Approximately 50 people attended a public hearing on July 10 at the Wapakoneta City Administration Building. Many expressed their thoughts regarding the width of the street, parking on both sides, the cutting down of trees in the tree lawn and needing additional city right-of-way property in front of their residences.
Citing statistics during her presentation Monday, Doll said the project would include cutting down 52 trees, including 42 which have been identified as dangerous or diseased. The project calls for cutting down 10 healthy trees, while removing and replanting nine trees. This leaves 38 trees of the original 99 trees to remain in the tree lawn, Doll said.
The project also calls for replanting 80 trees along the project.
Citing information from the city’s urban forester, the trees to be replanted would reach average heights between 40 and 60 feet, with species actually reaching 85 feet at times. They have been picked by Miller for the project and they resist disease and storm damage and are less dangerous for the storm sewer system.
Her family, which includes her husband and 4th Ward Councilor Chad Doll, conducted traffic counts for 30-minute periods during several times of the day and extrapolated that over an 18-hour period that 3,348 cars would pass in front of their house at 713 W. Auglaize St. and 4,183 on another day.
The ODOT study conducted Nov. 22, 2011, calculated 3,650 cars on West Auglaize Street.
She provided her findings after having talked with the Van Wert safety-service director about the Washington Street project in Van Wert. She learned the citizen group did not negotiate or advocate an 11-foot wide passing lane, but they sought a plan to eliminate the parking lane.
Doll advocated for the widening and redesign of the street which should improve the safety aspects of people crossing the street where Hamilton, West Mechanic and West Auglaize streets intersect.
“It is for all of these reasons that I hope you will continue the process forward and to promote the process so we can get all the benefits of this project,” Doll said, offering to share the information she has collected with local residents.
Councilor-at-large Tom Finkelmeier Jr. thanked Doll for the presentation and addressed his fellow councilors on the issue.
“I have said this before but this is a subjective argument that these people make — it is an opinion,” Finkelmeier said. “It is a fact there will be a completely rebuilt street. It is a fact that we will separate the storm sewer and sanitary sewer. It is fact we couldn’t afford this project without the grant, and it is fact that you will have your curbs now.
“It is an opinion that the new trees won’t be good enough and that is the debate — when is a new tree good enough,” the councilor said. “I think when you have an urban forester hired by the Ohio Department of Natural Resources tell you these trees are fantastic for your purpose then you have to trust her professional opinion.”
Mayor Rodney Metz said having the information collected into one document should prove helpful to councilors and city residents.

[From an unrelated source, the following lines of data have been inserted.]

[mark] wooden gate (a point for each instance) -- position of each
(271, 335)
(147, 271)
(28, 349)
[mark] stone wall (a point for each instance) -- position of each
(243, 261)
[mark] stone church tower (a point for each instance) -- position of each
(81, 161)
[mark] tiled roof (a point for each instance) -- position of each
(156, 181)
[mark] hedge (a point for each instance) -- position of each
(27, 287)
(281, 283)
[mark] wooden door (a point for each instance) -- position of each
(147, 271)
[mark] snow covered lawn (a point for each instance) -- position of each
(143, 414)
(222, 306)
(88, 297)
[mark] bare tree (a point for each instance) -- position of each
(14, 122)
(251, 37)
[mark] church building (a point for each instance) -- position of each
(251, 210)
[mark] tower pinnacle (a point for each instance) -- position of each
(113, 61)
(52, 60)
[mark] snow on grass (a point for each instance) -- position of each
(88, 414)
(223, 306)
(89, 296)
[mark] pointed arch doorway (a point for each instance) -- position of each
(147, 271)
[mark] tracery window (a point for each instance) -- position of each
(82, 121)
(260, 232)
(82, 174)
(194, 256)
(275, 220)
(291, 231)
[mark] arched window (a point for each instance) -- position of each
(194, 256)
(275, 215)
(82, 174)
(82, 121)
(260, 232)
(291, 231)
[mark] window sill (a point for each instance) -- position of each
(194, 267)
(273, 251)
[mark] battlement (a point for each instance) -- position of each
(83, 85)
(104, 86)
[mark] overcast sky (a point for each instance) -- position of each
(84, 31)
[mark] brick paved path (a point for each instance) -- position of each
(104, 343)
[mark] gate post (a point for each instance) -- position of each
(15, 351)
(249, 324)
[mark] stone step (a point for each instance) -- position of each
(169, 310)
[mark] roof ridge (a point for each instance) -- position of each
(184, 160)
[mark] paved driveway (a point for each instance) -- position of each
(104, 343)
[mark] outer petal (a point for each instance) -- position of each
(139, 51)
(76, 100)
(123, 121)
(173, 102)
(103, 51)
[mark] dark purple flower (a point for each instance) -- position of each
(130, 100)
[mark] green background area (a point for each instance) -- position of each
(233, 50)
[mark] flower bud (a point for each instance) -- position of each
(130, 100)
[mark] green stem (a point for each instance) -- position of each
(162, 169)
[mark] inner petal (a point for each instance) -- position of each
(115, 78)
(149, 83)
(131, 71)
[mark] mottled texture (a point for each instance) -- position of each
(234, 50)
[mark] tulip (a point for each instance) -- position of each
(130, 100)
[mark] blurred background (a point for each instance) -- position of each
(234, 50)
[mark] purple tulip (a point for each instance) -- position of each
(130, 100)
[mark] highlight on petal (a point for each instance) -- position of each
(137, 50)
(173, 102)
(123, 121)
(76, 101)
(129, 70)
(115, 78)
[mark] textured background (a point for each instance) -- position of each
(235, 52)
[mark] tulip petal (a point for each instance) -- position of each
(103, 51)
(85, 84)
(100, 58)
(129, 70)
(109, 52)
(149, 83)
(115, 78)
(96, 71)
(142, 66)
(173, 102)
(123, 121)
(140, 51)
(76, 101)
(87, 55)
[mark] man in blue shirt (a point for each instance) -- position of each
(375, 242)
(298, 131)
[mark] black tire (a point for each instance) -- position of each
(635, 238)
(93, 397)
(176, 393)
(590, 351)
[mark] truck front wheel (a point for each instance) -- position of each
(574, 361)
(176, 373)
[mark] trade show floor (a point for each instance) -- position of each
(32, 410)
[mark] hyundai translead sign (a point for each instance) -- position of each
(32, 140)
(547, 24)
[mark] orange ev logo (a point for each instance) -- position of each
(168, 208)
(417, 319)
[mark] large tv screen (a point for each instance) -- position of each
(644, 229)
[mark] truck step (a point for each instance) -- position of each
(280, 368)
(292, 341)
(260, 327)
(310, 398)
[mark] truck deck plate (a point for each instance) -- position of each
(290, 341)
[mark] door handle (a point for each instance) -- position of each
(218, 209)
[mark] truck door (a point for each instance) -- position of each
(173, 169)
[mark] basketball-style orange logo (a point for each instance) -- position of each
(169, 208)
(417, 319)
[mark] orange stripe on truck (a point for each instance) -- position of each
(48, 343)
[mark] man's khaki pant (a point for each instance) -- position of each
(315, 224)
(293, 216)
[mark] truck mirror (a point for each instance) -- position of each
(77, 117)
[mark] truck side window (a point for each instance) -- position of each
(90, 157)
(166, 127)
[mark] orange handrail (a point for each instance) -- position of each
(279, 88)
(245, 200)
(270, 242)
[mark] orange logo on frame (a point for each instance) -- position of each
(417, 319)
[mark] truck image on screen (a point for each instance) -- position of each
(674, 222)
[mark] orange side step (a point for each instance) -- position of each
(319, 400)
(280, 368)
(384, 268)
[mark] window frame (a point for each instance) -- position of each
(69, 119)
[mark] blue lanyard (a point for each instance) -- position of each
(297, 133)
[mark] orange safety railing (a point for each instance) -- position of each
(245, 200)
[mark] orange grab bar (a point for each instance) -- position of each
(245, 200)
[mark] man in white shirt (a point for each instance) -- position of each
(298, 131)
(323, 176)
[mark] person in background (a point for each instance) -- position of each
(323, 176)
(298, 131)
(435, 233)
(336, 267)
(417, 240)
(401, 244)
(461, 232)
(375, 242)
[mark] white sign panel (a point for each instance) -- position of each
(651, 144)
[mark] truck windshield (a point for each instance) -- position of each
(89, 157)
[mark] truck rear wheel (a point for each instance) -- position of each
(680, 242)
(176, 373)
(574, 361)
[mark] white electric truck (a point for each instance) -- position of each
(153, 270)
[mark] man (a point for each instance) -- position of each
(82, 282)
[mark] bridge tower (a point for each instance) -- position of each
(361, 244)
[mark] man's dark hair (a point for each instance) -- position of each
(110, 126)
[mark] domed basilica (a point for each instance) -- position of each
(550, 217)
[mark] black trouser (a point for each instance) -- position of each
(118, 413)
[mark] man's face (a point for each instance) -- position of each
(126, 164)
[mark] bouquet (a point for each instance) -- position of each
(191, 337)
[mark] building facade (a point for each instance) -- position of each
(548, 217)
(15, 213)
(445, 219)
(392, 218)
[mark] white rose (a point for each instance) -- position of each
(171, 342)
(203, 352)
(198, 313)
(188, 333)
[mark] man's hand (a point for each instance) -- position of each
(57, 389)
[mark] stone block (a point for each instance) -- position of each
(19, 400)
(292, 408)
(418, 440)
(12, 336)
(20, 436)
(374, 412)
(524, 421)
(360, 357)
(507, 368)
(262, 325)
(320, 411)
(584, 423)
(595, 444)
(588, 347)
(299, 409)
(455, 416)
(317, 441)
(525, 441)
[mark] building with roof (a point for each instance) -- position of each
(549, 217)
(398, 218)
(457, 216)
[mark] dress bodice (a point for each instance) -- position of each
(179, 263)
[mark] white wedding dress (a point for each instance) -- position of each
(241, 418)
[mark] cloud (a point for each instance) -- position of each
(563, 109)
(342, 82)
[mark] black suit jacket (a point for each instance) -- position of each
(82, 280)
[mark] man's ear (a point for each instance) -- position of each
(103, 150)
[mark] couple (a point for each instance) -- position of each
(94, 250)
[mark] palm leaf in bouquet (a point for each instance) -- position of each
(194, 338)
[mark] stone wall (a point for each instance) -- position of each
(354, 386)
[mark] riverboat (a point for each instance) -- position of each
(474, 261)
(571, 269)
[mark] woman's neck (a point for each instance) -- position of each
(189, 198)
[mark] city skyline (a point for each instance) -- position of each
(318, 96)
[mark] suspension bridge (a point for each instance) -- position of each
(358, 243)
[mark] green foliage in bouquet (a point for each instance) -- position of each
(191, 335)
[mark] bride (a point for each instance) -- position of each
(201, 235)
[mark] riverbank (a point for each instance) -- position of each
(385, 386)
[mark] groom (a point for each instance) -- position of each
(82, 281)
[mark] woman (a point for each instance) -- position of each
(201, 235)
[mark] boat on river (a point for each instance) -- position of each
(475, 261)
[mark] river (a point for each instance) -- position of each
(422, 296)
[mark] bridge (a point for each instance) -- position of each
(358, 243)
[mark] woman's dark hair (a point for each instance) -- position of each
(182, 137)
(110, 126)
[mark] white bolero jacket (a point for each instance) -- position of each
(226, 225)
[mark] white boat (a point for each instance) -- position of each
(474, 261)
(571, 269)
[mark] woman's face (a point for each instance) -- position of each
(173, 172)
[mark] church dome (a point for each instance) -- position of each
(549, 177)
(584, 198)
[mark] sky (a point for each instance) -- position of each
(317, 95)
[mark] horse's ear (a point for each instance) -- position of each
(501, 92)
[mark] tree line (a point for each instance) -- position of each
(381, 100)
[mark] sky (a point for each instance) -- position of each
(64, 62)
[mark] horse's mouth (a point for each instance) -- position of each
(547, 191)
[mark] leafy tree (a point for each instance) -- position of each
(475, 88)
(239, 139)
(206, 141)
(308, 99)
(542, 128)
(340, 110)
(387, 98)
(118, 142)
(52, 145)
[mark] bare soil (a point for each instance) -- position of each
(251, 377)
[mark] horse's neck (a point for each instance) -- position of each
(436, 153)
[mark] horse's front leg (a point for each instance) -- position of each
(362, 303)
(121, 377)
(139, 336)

“Her findings are about what I expected,” Metz said. “It is interesting to see her traffic count that her family did since it is so close to the other traffic counts that were performed and none of them were done during a special event at the schools or at the fairgrounds which would have skewed the figures.”
The mayor affirmed earlier comments by city administrators that to change the scope of the project could endanger the project.
“There are certain qualifications that must be met to be able to qualify and to receive the money,” Metz said. “We all know that since the grant award is very close and based on the current layout of the project and if we modify any aspects of the project that they have to re-evaluate the project, then we risk having to go through the entire process and the grant money.”